WMATA To Seek Developers To Build Around Huntington Metro Station
The area around Fairfax County's Huntington Metro station, the last stop on the Yellow Line, could soon be the site of a major mixed-use development.
WMATA is planning to issue a solicitation for developers to rezone two large parcels around the station, construct mixed-use buildings on the site and potentially rebuild or replace a deteriorated parking garage it was forced to close.
The transit agency's staff will present the plan to WMATA's Finance and Capital Committee Thursday and request authorization to issue the solicitation. It hopes to issue the solicitation later this year, select a developer in the spring, and execute the development agreement next summer.
The 12.4-acre site would need to be rezoned to allow for mixed-use development. WMATA aims to propose the zoning changes ahead of Fairfax County's comprehensive plan amendment process, which is expected to begin late next year. WMATA, which declined to comment, did not specify in the proposal what zoning classification it aims to achieve for the site or how much density it wants the developer to build.
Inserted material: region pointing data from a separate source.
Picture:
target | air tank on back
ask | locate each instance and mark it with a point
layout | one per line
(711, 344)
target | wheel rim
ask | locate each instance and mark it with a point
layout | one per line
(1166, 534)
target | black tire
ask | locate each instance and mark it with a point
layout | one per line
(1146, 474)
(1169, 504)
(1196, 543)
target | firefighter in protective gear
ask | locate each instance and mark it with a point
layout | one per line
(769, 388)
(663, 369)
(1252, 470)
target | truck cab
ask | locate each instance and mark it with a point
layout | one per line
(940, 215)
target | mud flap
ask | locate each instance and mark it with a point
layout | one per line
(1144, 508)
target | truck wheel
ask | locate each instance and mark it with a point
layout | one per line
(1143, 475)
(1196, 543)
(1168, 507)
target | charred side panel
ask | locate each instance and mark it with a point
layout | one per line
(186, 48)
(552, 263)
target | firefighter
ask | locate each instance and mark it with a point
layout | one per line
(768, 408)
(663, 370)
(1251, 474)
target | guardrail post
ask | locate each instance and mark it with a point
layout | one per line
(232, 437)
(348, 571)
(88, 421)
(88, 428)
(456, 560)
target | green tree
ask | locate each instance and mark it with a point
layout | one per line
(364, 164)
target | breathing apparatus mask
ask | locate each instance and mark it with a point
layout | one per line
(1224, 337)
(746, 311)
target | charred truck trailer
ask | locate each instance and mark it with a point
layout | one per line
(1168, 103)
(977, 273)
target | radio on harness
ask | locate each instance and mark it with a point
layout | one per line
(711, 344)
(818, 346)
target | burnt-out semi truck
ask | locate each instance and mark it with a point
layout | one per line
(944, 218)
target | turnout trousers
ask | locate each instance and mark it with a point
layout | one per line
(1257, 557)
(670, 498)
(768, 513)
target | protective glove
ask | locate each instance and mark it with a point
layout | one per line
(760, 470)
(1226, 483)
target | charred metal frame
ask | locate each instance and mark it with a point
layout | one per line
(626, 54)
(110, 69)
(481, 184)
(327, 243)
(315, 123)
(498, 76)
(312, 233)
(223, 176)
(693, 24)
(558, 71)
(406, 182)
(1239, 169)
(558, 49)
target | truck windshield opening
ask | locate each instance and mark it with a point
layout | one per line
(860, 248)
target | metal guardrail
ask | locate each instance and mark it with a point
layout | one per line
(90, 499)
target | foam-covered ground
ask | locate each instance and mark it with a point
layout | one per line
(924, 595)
The project would demolish and potentially replace an 885-space parking garage, built in 1983, that closed in August due to unsafe conditions. The Huntington Metro station has another 2,732 parking spaces between two additional garages. Prior to the August closure, the three garages were an average of 61% filled during fiscal year 2018, WMATA officials wrote. Given the large number of empty spaces, WMATA said it is unclear how much, if any, replacement parking is necessary for the site.
The development partner would be given the rights to plan and construct new buildings on the 6.3-acre garage site and another 6.1-acre parcel to the north of the Metro station. There are some complexities to the site, Metro's proposal says, including a steep hill and the train tracks running underneath the southern parcel. WMATA also hopes development could improve the entrances to the station. The Huntington station is scheduled to shut down next summer to allow its train platform to be rebuilt.
"Metro desires to have a mix of uses in its joint development projects to maximize transit ridership, which can be best accomplished if the selected joint developer can plan both development parcels," WMATA's proposal said.
It would be the latest in a series of projects WMATA has launched on parking lots and other vacant land around Metro stations as it seeks to encourage transit-oriented development. It signed a deal with Gilbane in January to build a 440-unit project on Metro-owned land next to the College Park Metro station. It also reached an agreement with Fivesquares Development to build over 2M SF of mixed-use development at the Grosvenor-Strathmore Metro station.
Just south of the Huntington site, the 600-unit Courts at Huntington Station was built in 2005 as a result of a WMATA partnership with Pulte Homes. Along with that project, the county approved the development of 250K SF of adjacent office space, but WMATA says the market has not supported the construction of an office building.
To the north of the station, IDI Group is in the early stages of a 1,500-unit redevelopment of the Huntington Club condominium complex, after condo owners voted in November to terminate their association to allow the 1960s-era property to be redeveloped.
The Huntington station is the eastern terminus of the planned bus rapid transit system that will travel down Richmond Highway. The BRT system was the focal point for a major land-use plan passed earlier this year that envisions 15M SF of new development along Richmond Highway. The plan also calls for the construction of two new Metro stations to extend the Yellow line from Huntington to Hybla Valley.